Breads differ but little in these elements. Corn meal contains more oil and less nitrogen than others, and oatmeal is richest in nitrogen. The easy blending of the elements, and the tough gluten of wheat, make it the most available grain for bread. Wheat bread alone will support life longer than any other food except animal flesh. The proportion of nitrogen to carbon is one to five, which is nearly correct for a sedentary person. For active, out-door life more nitrogen is needed, and is best supplied by lean meats.

The nutritive qualities of animals differ but little. Wild meats digest more easily than tame, though the time required varies with the age and condition of the animal. Flesh is a stimulating diet because it is force-giving and muscle-feeding. The animal has gathered from various sources and concentrated in its flesh the constituents which best meet the wants of our bodies in the most available form.
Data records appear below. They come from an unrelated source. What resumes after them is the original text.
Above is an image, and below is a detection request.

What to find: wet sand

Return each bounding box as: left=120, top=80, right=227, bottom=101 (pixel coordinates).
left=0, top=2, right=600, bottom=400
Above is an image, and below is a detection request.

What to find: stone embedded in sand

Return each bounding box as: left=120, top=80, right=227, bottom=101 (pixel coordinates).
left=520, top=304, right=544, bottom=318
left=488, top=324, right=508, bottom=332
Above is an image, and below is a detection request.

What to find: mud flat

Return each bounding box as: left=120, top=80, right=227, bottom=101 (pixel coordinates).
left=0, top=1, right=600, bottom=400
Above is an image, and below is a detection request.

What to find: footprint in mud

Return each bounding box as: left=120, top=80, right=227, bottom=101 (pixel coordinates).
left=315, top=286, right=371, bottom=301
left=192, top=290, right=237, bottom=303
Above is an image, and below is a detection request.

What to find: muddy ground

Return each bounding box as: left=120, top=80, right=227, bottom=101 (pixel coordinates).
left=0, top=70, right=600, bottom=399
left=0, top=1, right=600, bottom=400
Applying the knowledge of the wants of the body, and of the elements of food to a bill of fare, and a wholesome breakfast demands strength-giving and muscle-making food. Nothing is more quickly available than beefsteak, and it is most digestible broiled. It is a diet for real workers. Eggs are nutritive, but less stimulating. These provide for the muscles. For heat, starchy food is demanded, but bulk is not desirable for breakfast after a long fast. Bread and cakes of wheat flour are best for the purpose, and fruits, raw or cooked, furnish the mild vegetable acid, which aids digestion. If coffee is taken at all, breakfast is the time, so that the stimulating effect may pass away before the hour of rest comes. An infusion of genuine coffee, not a decoction, is not injurious in the morning to most persons, and is beneficial to those exposed to changes of temperature.

Nothing appeases the appetite sooner than the juice of flesh. The barley gives a color and flavor. Following soup is roast beef, which feeds the muscles, and after it come the puddings, which abound in carbon, to give the fuel necessary to keep up the animal heat. Last comes fruit to aid digestion, with its agreeable acids. In summer less carbon should appear on the bills of fare, and blanc manges, creams, fruit puddings and pie.?, berries, and ripe fruits should make up the desserts.

In making a feast, the wise hostess would consider well what has been the employment of the guests. A party of fox-hunters, or wood-choppers, or surveyors, would require an abundance of meats, but a collection of artists and scholars would relish better a variety of delicacies and novelties. A sleighing party will devour carbon, but those who have sweltered under a July sun long for cooling fruits and the leanest of meats. The time when a feast is given should decide whether food, easy or difficult of digestion, should appear on a bill of fare, though such consideration for the health of guests is hardly to be expected of the average hostess.